Javier acusó el golpe y regresó al presente y a la humedad, poniendo la cara seria y bajando un poco los ojos fue a sentarse frente a su amigo, amigo del alma y de toda la vida, que junto a Ismael había sido parte de su historia y repitió mentalmente la frase de Ramón, pensando que ahora no podía preguntar por la hora de la detención porque ya la sabía y no se atrevía a decir nada, porque en realidad quería escuchar de la detención de Ismael, para luego pensar, pensar juntos para encontrar las soluciones. Y pensando en la misma frase de saludo, “detuvieron a Ismael”, se sentó dando la cara a Ramón.
− Putas madre, Moncho...
− Si, compadre, lo detuvieron, esta mañana, a las tres.
Se quedaron mirando y al mismo tiempo se dieron cuenta que no se habían dicho nada nuevo. La risa se les instaló en la cara, mantuvieron la mirada sujetándola y con simpatía, con nerviosismo, con la tensión acumulada, con el cariño inmenso para el amigo detenido, la dejaron fluir, salir por todas partes y soltaron simultáneamente carcajadas, botando ese dolor instalado en el pecho, el miedo por la suerte del amigo tan querido que quizás dónde mierda estaba y en qué condiciones.

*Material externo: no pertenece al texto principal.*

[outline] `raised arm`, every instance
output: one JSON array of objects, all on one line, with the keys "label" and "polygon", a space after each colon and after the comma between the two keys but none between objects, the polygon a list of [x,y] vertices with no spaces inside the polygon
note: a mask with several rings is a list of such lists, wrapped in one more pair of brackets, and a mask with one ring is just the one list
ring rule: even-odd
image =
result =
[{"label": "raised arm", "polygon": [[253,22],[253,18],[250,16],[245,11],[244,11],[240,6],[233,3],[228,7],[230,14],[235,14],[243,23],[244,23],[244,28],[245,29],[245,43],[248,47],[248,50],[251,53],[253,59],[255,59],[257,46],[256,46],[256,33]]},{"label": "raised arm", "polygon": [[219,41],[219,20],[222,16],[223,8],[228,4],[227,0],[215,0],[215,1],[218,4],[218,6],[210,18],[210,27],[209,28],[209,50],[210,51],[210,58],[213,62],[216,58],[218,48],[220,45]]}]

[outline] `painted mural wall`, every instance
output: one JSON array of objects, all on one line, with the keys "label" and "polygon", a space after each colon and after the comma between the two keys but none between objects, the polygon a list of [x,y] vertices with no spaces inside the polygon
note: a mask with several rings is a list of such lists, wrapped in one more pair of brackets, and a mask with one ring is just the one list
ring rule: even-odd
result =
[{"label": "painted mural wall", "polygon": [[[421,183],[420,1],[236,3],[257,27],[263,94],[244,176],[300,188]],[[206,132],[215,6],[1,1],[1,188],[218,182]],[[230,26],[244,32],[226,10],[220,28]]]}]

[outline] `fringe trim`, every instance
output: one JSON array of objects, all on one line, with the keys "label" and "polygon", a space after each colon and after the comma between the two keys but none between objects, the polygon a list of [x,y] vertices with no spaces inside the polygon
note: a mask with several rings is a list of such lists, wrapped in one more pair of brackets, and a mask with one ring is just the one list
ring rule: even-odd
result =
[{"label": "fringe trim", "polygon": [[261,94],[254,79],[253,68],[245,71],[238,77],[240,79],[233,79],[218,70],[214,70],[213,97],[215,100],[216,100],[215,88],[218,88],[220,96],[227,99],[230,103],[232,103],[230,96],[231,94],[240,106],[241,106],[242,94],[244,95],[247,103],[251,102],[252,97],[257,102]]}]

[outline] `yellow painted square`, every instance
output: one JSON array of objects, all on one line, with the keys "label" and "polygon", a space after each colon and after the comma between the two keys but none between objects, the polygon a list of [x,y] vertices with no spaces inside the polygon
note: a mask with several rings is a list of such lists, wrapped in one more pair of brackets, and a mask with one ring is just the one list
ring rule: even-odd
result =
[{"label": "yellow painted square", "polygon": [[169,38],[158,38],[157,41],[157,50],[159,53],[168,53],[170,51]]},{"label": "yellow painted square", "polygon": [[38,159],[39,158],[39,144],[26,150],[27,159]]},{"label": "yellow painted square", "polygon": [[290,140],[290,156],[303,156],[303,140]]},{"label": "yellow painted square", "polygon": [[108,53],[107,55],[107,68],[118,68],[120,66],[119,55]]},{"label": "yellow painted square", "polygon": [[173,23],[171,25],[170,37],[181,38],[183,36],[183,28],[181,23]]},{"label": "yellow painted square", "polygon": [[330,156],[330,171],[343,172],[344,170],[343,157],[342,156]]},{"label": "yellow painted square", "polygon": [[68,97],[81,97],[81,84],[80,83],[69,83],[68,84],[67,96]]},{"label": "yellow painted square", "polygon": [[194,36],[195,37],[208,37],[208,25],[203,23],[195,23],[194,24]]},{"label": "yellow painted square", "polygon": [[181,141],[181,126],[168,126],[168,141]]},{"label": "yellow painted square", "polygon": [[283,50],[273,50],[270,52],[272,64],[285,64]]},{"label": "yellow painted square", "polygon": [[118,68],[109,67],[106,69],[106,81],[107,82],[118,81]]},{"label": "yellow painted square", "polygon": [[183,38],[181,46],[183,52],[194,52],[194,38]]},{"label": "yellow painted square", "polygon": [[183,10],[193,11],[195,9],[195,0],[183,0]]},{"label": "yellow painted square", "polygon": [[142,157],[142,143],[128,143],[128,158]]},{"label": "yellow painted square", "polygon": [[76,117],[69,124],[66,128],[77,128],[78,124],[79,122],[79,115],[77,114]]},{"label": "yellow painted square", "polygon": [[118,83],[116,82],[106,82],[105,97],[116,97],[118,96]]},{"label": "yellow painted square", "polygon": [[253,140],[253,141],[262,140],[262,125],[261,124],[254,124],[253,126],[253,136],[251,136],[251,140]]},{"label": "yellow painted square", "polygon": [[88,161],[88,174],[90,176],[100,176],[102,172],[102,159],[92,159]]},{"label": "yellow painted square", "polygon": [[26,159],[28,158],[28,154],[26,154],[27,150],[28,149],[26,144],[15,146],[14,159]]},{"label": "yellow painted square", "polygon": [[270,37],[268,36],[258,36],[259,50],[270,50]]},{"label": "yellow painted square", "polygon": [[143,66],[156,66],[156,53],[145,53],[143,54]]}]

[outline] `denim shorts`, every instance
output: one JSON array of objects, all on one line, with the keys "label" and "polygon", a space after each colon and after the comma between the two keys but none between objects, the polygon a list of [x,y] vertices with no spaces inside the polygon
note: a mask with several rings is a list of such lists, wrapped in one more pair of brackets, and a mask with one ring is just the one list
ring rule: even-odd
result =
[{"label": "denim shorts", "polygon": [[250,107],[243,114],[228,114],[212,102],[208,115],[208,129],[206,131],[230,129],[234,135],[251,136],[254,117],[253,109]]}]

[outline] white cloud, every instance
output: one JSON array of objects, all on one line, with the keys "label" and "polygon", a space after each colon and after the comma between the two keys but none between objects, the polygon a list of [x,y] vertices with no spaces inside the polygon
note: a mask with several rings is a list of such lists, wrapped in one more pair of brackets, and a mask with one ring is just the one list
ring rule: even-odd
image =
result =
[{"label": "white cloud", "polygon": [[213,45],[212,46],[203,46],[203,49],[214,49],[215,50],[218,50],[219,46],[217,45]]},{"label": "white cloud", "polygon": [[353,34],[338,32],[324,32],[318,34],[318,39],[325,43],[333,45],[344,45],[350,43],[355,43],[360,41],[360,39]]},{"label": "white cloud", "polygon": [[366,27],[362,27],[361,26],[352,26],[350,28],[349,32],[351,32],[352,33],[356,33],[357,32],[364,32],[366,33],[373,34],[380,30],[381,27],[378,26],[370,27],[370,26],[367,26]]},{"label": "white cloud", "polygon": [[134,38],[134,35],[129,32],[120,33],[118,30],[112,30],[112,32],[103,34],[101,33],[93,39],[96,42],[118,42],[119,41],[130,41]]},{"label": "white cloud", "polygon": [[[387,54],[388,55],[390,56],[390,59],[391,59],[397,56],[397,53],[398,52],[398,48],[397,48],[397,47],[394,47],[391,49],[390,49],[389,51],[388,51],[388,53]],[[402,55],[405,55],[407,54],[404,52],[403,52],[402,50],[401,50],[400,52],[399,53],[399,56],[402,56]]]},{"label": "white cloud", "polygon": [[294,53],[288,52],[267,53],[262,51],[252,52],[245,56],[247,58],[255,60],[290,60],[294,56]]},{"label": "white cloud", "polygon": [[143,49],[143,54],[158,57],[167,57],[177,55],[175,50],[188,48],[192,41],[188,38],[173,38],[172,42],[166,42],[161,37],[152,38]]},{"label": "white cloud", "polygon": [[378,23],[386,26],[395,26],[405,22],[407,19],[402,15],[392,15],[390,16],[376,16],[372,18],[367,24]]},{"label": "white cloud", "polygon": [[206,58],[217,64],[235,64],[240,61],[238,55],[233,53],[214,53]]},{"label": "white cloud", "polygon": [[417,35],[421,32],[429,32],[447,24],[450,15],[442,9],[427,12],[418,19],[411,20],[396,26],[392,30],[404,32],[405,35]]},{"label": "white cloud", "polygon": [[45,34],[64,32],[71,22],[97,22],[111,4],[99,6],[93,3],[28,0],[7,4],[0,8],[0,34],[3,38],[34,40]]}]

La risa fue interrumpida por Marisa que les traía café y se retiró dispuesta a cumplir la orden de no pasar interrupciones de ninguna especie. Ella sabía lo que era esta amistad de los cuatro hombres, tan diferentes unos de otros, pero que se tenían un cariño enorme. No sólo los había visto cuando se juntaban en la oficina, sino también aquella vez que Javier cometió la estupidez de llevarla a una reunión “con señoras”, como si ella fuera la novia y no sólo su secretaria, con la que a veces se comparte un poco de vida personal, pero sin ninguna proyección. Esa noche, a los diez minutos de haber llegado, ya estaban los cuatro hombres en grupo aparte hablando de sus cosas, todas muy serias, pero con la risa a flor de piel, mientras las tres mujeres que se conocían hacía tanto tiempo hablaban de sus propios temas y ella parecía una idiota, una intrusa. La señora de Ramón, embarazada entonces del cuarto hijo, había sido la más amable, pues se dio cuenta de la situación. Bonita, tranquila, un poco más alta que su marido −lo que no era difícil− intentó en varias oportunidades integrarla, pero no resultó. Javier no se dio cuenta de nada, hasta el extremo de invitarla otra vez, lo que ella rechazó con una excusa gentil. En momentos de intimidad, en los que la vida personal trascendía a la de la oficina, Javier le hablaba de sus amigos como si fueran lo más importante para él.
− Ordenemos la cosa, flaco, para ver qué hacemos.
Javier se dio cuenta que esta vez Moncho no recurría a él como fuente de solución, sino que lo invitaba a encontrar juntos los caminos de salida, exactamente como él lo esperaba. Es decir, si es que había salida.
− ¿Quién sabe de esto, Moncho?
− Todo el mundo.
Todo el mundo, menos yo, pensó Javier.
Lo que pasó fue que Ismael no estaba alojando en su casa. El día domingo, mejor dicho, ya iniciado el lunes, habían allanado y no lo encontraron. Catalina llamó a Ramón en la mañana temprano, muy asustada.